The change in cultural activities and manner in daily life is evident in language, art, architecture, festivals, clothing, religion, food, music, etc. Social analysts say the shifting notion of beauty is just one of several cultural traits evolving in India today, a response, in part, to the arrival of satellite television, foreign magazines and Western-style advertisements. The fashion world also has its effect and the ways of dressing have changed. To wear a suit or coat, tie and trouser is considered formal wear in the professional field. Jeans and T-shirt is a common wear for all class of people. Also due to the evolving trend of globalisation, English language has become common among people living in the cities. English is used for communication in the professional field and also among the friends. There are also many English medium schools in almost every part of India. Communication in English language is considered common in urban areas or cities. This has lead to the hybridisation of Hindi and English language, in daily conversations. Other result is also the diminishing of the old Sanskrit language. There would be few Indians who would know to read, write and understand Sanskrit. There have been lots of Chinese, Greek, Mexican, Thai, etc. restaurants in the cities. These have been again a status symbol in the society to go and eat there or have a party there. Also people are getting “Mc Donalised”. They eat burger for lunch or dinner, which was not that common in India. “Indians are embracing U.S brands such as McDonalds and Coca-Cola, Mr. Nandy a retired RAW[Research and Analysis wing] official says, because the brands have a mystique in India that does not exist in the United States. “The glamour of Coca-Cola is more alive in India than the U.S., he said”  The younger generation in India has adopted the pop culture. In every teenage or youngster party, there would be western music. There are few young people who would go and listen to Indian Classical Music. Also contemporary facet of art and architecture has changed as it was before. The coming up of mall culture is an example of contemporary change in architecture aiming towards consumer market."

Globalisation on other hand has also affected the social structure and the attitude of people. The Indian social structure can be divided in four classes - rich, upper middle class, middle class and poor. Globalisation and Urbanisation has lead to the rise in the middle class and upper middle class in last decade. Because of this perception has changed that no matter how hard you try you always wind up feeling poorer, fatter, drabber, less sexy, less happy, and less fully alive. This is because of the increasing consumerism and the advancement of the advertisements. People want to achieve more and more and are not contented with what they have.
Attitude changes are evident at work places. As compared to before the office environment are getting more open. The communication at every level has increased in the organization and the ideas generated at each level are noted to analyze. There is a friendly relation between the boss and his juniors and the problems are deal together, not as before like the boss giving orders to his juniors and he is supposed to do it even if he disagrees. In cities like Bombay and Delhi, attitudes toward marriage are slowly changing, analysts say.

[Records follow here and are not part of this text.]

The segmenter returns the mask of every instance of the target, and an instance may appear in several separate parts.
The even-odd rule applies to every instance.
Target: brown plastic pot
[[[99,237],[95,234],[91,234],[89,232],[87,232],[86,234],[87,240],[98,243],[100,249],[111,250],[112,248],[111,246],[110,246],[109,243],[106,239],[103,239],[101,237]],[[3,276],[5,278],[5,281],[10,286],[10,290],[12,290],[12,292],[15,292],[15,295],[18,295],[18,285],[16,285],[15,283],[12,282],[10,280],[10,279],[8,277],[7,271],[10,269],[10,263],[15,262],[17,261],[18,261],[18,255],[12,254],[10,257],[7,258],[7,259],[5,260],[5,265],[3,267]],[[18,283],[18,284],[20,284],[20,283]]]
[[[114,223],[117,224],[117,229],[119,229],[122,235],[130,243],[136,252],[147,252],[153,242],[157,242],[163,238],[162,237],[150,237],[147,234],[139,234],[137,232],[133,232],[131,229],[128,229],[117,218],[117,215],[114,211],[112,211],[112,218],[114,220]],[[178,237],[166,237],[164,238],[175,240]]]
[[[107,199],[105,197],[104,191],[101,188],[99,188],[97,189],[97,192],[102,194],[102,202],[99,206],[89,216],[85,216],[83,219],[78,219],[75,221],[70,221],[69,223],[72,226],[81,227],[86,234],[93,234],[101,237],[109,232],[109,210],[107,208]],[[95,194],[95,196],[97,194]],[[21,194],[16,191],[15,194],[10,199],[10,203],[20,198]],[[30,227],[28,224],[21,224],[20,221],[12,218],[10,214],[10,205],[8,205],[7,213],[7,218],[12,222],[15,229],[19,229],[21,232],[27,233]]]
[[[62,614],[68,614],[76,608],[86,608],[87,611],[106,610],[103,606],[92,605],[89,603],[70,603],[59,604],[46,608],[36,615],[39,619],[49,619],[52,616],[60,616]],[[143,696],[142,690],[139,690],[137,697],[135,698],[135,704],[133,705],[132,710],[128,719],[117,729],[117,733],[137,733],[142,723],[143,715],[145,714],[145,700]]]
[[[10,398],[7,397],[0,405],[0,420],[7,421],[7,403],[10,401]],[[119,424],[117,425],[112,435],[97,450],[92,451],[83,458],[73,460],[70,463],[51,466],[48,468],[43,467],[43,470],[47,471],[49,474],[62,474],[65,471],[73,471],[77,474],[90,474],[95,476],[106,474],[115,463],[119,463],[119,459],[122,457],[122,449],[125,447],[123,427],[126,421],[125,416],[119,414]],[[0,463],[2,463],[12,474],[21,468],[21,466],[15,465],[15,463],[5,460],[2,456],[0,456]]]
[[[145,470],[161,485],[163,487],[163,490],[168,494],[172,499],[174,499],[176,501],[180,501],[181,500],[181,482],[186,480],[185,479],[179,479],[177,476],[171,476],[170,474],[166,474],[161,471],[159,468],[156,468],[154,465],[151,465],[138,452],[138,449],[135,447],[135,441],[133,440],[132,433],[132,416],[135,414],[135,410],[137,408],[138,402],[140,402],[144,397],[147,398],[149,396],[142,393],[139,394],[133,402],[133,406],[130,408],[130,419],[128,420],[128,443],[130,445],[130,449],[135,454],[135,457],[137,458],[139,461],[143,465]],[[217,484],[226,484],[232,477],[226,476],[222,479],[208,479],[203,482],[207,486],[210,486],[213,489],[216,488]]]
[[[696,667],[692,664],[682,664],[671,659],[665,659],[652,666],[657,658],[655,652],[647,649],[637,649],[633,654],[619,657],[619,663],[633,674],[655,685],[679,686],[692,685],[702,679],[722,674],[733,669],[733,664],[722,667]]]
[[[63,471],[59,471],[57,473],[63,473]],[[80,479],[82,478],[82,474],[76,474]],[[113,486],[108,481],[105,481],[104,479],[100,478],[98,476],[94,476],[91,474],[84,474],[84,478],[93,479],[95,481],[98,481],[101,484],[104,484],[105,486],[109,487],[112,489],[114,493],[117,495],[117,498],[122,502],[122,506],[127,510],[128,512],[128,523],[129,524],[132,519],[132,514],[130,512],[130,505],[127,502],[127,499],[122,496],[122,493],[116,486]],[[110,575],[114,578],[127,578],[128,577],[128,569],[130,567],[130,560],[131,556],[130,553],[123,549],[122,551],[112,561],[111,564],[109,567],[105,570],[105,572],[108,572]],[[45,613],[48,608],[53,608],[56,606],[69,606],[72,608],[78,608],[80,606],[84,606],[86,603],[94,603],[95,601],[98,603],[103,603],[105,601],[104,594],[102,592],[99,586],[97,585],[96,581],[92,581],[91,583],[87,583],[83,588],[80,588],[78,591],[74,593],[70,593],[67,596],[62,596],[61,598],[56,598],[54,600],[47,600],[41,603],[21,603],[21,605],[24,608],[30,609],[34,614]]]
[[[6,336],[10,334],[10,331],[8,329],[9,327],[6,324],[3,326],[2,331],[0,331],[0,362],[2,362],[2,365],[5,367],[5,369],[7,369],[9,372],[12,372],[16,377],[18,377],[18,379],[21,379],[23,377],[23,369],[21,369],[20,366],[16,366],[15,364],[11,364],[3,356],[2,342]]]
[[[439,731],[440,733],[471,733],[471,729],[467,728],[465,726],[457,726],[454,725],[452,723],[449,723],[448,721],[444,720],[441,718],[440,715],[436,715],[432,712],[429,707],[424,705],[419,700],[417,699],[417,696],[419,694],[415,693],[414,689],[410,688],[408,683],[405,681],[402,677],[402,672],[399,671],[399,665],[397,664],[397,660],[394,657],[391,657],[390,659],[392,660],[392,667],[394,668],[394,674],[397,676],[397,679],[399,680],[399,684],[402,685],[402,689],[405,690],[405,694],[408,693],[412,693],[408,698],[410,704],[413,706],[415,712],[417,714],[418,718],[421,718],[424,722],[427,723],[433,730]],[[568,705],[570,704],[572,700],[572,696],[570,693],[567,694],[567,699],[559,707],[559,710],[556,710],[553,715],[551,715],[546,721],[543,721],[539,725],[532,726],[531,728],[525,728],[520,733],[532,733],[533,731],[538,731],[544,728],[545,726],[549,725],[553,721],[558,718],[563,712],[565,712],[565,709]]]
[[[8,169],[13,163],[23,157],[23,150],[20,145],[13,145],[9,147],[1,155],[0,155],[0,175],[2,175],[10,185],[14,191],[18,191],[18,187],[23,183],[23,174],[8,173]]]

There are fewer stigmas attached to divorced women. And single parenthood, although rare, is more tolerated among the elite. But in rural areas, the family remains an integral part of social fabric and divorce is very rare.
Exploring these changes with Hofstede’s Dimension - There is increase in Individualism in the professional field, subordinates and juniors are free to take their own decisions. Also in the social life in the cities children are getting more and more individual in terms of deciding their carrier goals and in what they want to do. The parents have accepted the effect of globalisation and have openly adopted it, thinking about its positive effects. But there still exists collectivism at a basic level of the social structure in India in celebrating festivals or some occasions, with their families and friends. Also the literacy rate is increasing greatly decreasing the power distance between each individual in professional and social environment. But there still exists respect for parents, elderly people, teachers and friends.
Hence it is evident from above that globalisation has affected many aspects of daily lifestyles and social structure of India changing the traditional cultural fabric of India, especially in urban areas as in comparison to rural areas.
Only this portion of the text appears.